According to Richard Sedlak—Executive Vice President, Technical & International Affairs—for the American Cleaning Institute, “Triclosan is one of the most thoroughly studied and researched ingredients over the past 40 years. Extensive regulatory and scientific reviews of triclosan by the Food and Drug Administration and the Environmental Protection Agency, as well as other regulatory bodies around the world, have found the uses of triclosan to be safe.”

Sedlak cited a 2011 review by the European Commission’s Scientific Committee on Consumer Safety. It found that the “use of triclosan at a maximum concentration of 0.3% in toothpastes, hand soaps, body soaps/shower gels and deodorant sticks is considered safe.” In addition, a 2012 preliminary screening assessment of triclosan by Health Canada and Environment Canada reiterated that triclosan-containing products are safe for consumers to use.

Lest we forget, plague bacterium Yersinia pestis was hardly the only problem facing our ancestors in those days before antibacterials. Countless people died from cholera, typhus, and a host of other infectious diseases. Indeed, it is unassailable that the greatest benefit of science to mankind was the introduction of chlorine to purify water—a process that started just over 100 years ago.

In light of the current uproar over triclosan though, one wonders how successful the chlorination efforts would have been, if this sort of regulatory overreach had existed at the time. Sadly enough, there is a true-life example of such idiocy, and it occurred in the early 1990s in Peru.

Chlorine kills the pathogens in water based on its strong oxidizing properties. Naturally, other aqueous organic matter will be oxidized, as well. Typical reaction products include chloroform and a variety of other trihalomethanes (THMs). As luck would have it, some of these compounds are either known or suspected carcinogens, although if they are present, usually exist in the range of low parts-per-billion. In 1979, our EPA promoted standards to control THMs.

Presumably, in an attempt to “out-EPA” the American agency, and no doubt, to prove their Green bona fides, officials in Peru decided to close down some of the water purification chlorinators located in Lima and a few other cities. After all, what could be worse than exposing their people to these evil carcinogens?

Here’s what could be—and actually was—far worse: The first epidemic of cholera to occur in the Western Hemisphere in nearly 100 years. The disease spread from Peru into several other South and Central American countries. By the end of 1992, 731,312 cases of cholera were logged, with 6,323 deaths. In Peru, alone, the death rate was 140 per million population.

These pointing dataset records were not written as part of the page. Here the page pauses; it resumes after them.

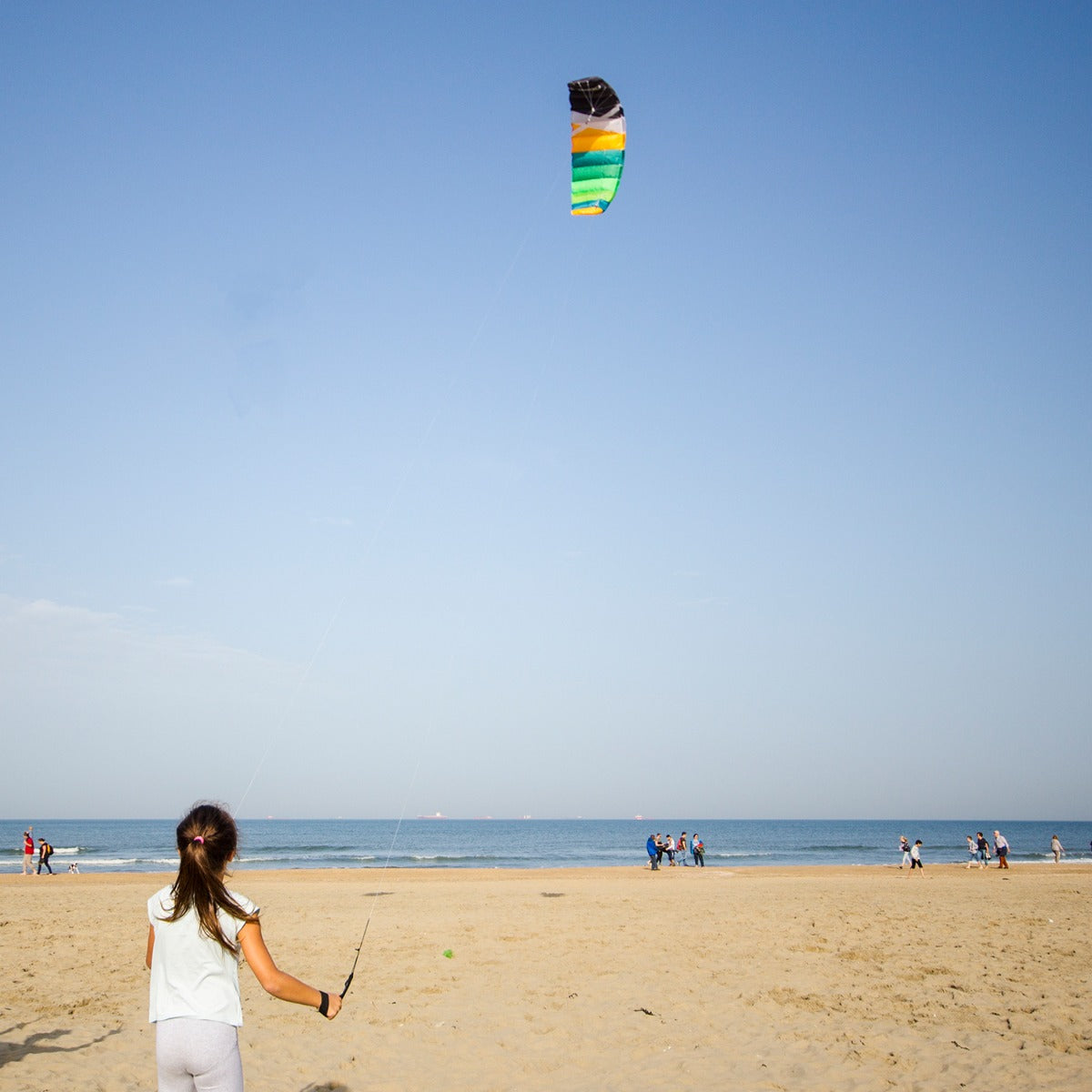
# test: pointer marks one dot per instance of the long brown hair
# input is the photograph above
(207, 839)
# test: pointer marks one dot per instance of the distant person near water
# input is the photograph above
(915, 857)
(28, 852)
(698, 851)
(197, 929)
(653, 853)
(983, 850)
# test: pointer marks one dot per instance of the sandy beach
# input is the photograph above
(614, 978)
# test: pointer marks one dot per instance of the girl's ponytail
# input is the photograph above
(207, 840)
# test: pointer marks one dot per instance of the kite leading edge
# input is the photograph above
(599, 145)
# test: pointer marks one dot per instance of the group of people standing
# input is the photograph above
(977, 850)
(45, 852)
(658, 847)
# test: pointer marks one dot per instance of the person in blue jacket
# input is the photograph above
(653, 853)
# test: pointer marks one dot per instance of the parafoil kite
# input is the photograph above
(599, 145)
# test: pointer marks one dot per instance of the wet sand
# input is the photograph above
(856, 978)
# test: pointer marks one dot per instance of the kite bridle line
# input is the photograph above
(380, 527)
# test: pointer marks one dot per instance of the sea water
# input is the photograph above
(147, 845)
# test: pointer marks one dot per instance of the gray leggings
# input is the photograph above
(197, 1057)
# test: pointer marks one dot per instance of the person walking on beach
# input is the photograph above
(972, 850)
(915, 857)
(197, 929)
(651, 846)
(905, 850)
(983, 850)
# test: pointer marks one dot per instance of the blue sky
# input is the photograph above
(348, 474)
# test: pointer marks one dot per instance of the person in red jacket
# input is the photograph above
(28, 852)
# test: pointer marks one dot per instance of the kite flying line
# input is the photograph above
(380, 527)
(598, 153)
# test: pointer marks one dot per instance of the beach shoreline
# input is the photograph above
(593, 977)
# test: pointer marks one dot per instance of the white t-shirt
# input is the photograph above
(191, 975)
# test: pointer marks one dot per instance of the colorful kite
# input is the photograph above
(599, 145)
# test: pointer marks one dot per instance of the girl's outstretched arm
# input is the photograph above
(273, 980)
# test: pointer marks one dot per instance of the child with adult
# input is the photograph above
(197, 929)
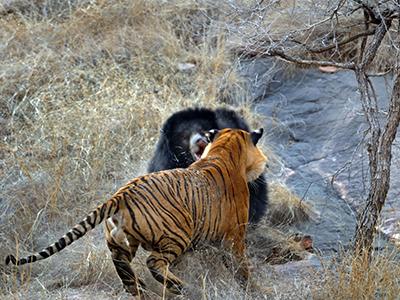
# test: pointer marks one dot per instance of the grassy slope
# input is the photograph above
(84, 89)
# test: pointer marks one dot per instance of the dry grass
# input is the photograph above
(84, 89)
(355, 278)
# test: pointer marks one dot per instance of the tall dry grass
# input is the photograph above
(84, 89)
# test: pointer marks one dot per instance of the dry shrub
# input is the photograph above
(84, 94)
(355, 277)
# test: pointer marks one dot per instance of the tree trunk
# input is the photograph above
(380, 161)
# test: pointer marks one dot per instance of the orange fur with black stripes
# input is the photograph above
(168, 211)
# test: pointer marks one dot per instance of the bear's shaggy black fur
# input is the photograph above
(182, 141)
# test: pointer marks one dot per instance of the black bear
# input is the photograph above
(182, 142)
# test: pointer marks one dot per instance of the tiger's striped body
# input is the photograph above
(168, 211)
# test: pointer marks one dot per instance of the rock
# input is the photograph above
(317, 130)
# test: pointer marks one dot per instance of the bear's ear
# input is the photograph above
(256, 135)
(211, 135)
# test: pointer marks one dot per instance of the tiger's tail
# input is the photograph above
(94, 218)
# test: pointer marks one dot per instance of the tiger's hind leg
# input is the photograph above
(235, 241)
(159, 261)
(123, 249)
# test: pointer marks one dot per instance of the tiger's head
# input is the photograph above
(241, 143)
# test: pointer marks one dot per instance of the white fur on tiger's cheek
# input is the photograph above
(206, 150)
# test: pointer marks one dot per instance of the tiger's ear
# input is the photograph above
(211, 134)
(256, 135)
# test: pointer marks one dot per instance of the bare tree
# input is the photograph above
(305, 46)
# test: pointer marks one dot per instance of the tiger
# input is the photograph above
(168, 212)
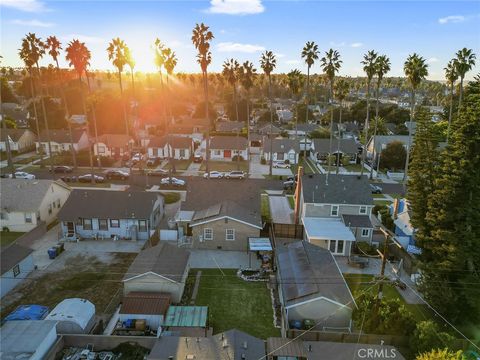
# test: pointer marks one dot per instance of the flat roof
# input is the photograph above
(186, 316)
(327, 229)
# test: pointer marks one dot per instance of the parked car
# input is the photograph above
(88, 178)
(281, 164)
(213, 175)
(172, 181)
(22, 175)
(235, 175)
(62, 169)
(117, 174)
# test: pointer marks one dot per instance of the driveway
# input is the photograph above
(280, 210)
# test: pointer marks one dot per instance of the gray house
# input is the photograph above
(100, 214)
(312, 287)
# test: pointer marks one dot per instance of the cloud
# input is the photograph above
(31, 23)
(25, 5)
(236, 7)
(454, 19)
(237, 47)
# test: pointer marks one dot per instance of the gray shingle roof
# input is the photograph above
(106, 204)
(341, 189)
(163, 259)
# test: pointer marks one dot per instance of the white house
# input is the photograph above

As was pointed out a few years after the epidemic, taking EPA’s wild-eyed worst case scenario figures, and applying them to a lifetime of drinking water containing 100 ppb of THMs, the annual rate of cancer deaths in Peru would have increased by fewer than three deaths per million. Whoops. To this day, the Greenies still spin the Peru epidemic away from lack of chlorination.

But, bad politics has trumped good science before. Just ask the survivors of any of the millions of Africans who died from malaria as a direct result of the banning of DDT. There’s a reason why ecology is called mankind’s last fad.